Апесид громко вздохнул, но, заметив приближение нескольких любопытных, которым, видимо, очень хотелось знать о чем могут разговаривать жрец Изиды и известный назарянин, он шепотом сказал Олинфу:
- Здесь мы не можем разговаривать; я последую за тобою на берег реки, там в это время нет гуляющих.

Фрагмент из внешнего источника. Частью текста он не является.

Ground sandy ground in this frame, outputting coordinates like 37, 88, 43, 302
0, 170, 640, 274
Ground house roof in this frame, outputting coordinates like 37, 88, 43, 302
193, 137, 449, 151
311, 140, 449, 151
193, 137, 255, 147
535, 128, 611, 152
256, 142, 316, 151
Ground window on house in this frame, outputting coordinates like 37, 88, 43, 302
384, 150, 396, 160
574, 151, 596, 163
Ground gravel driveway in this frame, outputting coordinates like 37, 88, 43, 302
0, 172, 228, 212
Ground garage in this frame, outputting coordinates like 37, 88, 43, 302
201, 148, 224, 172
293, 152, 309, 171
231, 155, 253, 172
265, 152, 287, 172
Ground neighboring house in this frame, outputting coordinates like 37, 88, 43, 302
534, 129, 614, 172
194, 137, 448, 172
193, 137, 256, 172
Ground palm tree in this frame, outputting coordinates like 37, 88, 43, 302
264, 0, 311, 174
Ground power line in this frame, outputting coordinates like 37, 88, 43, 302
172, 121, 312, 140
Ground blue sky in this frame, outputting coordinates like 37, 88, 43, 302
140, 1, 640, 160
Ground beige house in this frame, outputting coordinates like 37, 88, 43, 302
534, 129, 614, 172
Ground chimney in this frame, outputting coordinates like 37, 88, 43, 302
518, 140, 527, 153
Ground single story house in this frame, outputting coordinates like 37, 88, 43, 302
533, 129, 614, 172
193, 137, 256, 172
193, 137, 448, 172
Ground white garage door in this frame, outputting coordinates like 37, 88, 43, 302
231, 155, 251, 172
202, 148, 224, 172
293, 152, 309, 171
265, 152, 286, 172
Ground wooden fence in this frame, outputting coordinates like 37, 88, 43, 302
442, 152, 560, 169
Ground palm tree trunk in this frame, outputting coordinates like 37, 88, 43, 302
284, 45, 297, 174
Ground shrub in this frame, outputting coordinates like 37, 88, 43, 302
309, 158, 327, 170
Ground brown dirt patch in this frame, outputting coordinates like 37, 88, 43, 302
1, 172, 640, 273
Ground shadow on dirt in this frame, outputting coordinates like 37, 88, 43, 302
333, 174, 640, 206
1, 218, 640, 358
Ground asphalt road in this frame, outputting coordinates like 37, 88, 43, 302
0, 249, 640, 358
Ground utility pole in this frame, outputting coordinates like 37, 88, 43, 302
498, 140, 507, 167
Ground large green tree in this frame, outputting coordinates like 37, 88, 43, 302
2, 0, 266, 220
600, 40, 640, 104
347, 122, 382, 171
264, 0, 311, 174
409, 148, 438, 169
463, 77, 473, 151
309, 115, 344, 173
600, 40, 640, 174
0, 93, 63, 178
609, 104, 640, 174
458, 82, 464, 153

Они разошлись таким образом, чтобы через несколько времени вновь сойтись, по разным дорогам, на берегу Сарна, который в наше время превратился в ручей, а тогда выносил в море по своим волнам большие парусные суда. В прилегающей роще были расставлены скамейки, и на одной из них, в тени, уселась эта странная пара: последователь новейшего вероучения и служитель самой древней в мире религии. Олинф первый нарушил молчание вопросом:
- Хорошо ты чувствуешь себя под этой жреческой одеждой, с тех пор как мы беседовали с тобой в последний раз о разных священных предметах? В жажде божественного утешения ты обращался к оракулу Изиды и почерпнул ли там желаемое утешение? Ты отворачиваешься, вздыхаешь, - это ответ, какого я и ожидал!..
- Ах, Олинф, ты видишь перед собой несчастного, разбитого человека, - сказал с горечью Апесид. - Я дал прельстить себя таинственными обещаниями обманщика, но как скоро я разочаровался, облекшись в эту одежду! Стремясь к истине, я сделался служителем лжи и должен был принимать участие в таких действиях, которые мне противны и возмущают мою душу. Но завеса спала с моих глаз: тот египтянин, перед которым я преклонялся, считая его образцом добродетели и мудрости, которого я слушался, как бога, недавно опять показал себя притворщиком и плутом. Земля потемнела вокруг, я словно в какой-то мрачной бездне и не знаю, есть ли над нами там - наверху боги или мы какие-то случайные существа? Расскажи мне о твоей вере, разреши мои сомнения, если это в твоей власти!
- Я не удивляюсь, - сказал Олинф, - что ты попал в эти сети, что ты мучаешься сомнениями. Еще восемьдесят лет тому назад, люди не имели уверенности в бытии Божием, не знали о будущей жизни. Новый закон открыт для тех, кто имеет уши, чтобы слышать, - небо открылось тому, кто имеет глаза, чтобы видеть: внимай же и поучайся!